Broke Trump’s Latest Desperate Strategy to Avoid Paying E. Jean Carroll
The former president thinks he should be able to say he won that lawsuit.
After losing the second defamation case brought by writer E. Jean Carroll, Donald Trump has a new demand for Judge Lewis Kaplan: Reduce the $83.3 million penalty, or do the whole trial over again.
In a motion filed in court on Tuesday, Trump’s attorneys argued that Kaplan had overstepped by curtailing the bombastic disruptor’s testimony, limiting his answers to just a handful of pre-reviewed questions in an attempt to limit Trump’s courtroom outbursts and to streamline an off-the-rails trial.
“This Court’s erroneous decision to dramatically limit the scope of President Trump’s testimony almost certainly influenced the jury’s verdict, and thus a new trial is warranted,” the motion reads.
Trump’s team also claimed that the harm inflicted upon Carroll was “garden variety,” and that the columnist’s legal team failed to tie the harassment she endured after going public with sexual assault allegations to the GOP primary front-runner.
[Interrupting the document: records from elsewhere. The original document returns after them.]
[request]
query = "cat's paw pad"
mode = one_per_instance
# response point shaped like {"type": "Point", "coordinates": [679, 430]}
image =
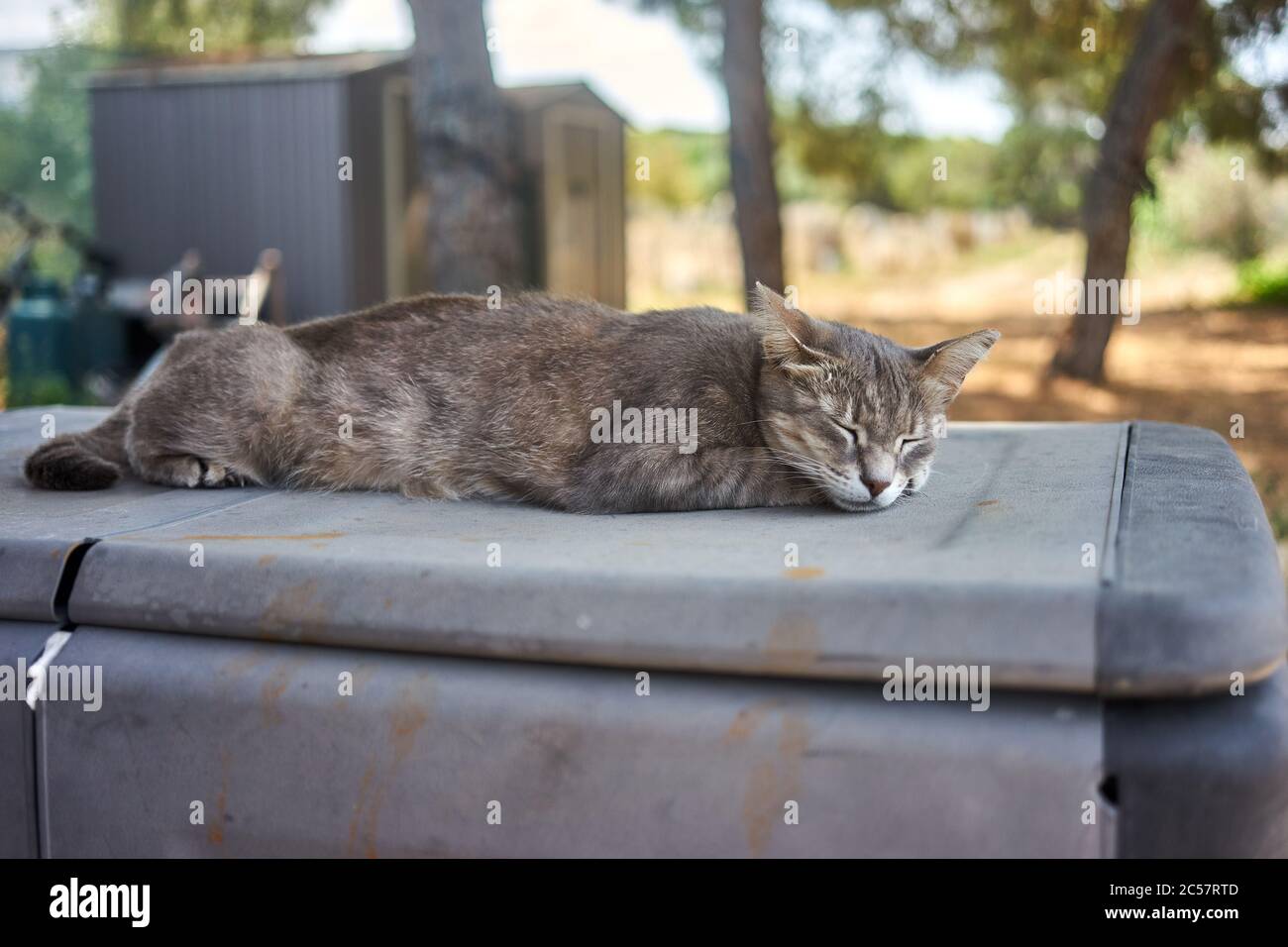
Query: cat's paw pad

All in all, Trump’s lawyers requested the judge downsize the self-purported billionaire’s penalty to a fraction of the jury-ordered figure, describing some of the fines as “grossly excessive.”
The filing is, frankly, a long-shot bid, and Carroll’s team has already opposed the motion, calling one of his arguments “laughable.”
Meanwhile, Trump insisted in interviews Tuesday that he has “a lot of money” and doesn’t “worry about money,” despite trying to worm his way out of his legal comeuppance—of which Carroll’s judgment amounts to just one small part. Trump has twice asked Kaplan to delay requiring payment to Carroll. The first time was last month, and Kaplan denied but asked Carroll’s attorneys to respond. In a filing last week, Carroll’s lawyers blasted Trump’s legal reasoning for reducing the fine, saying it “boils down to nothing more than ‘trust me.’”
Trump asked again on Monday, requesting a reduced bond of $24.475 million. Kaplan shut him down again.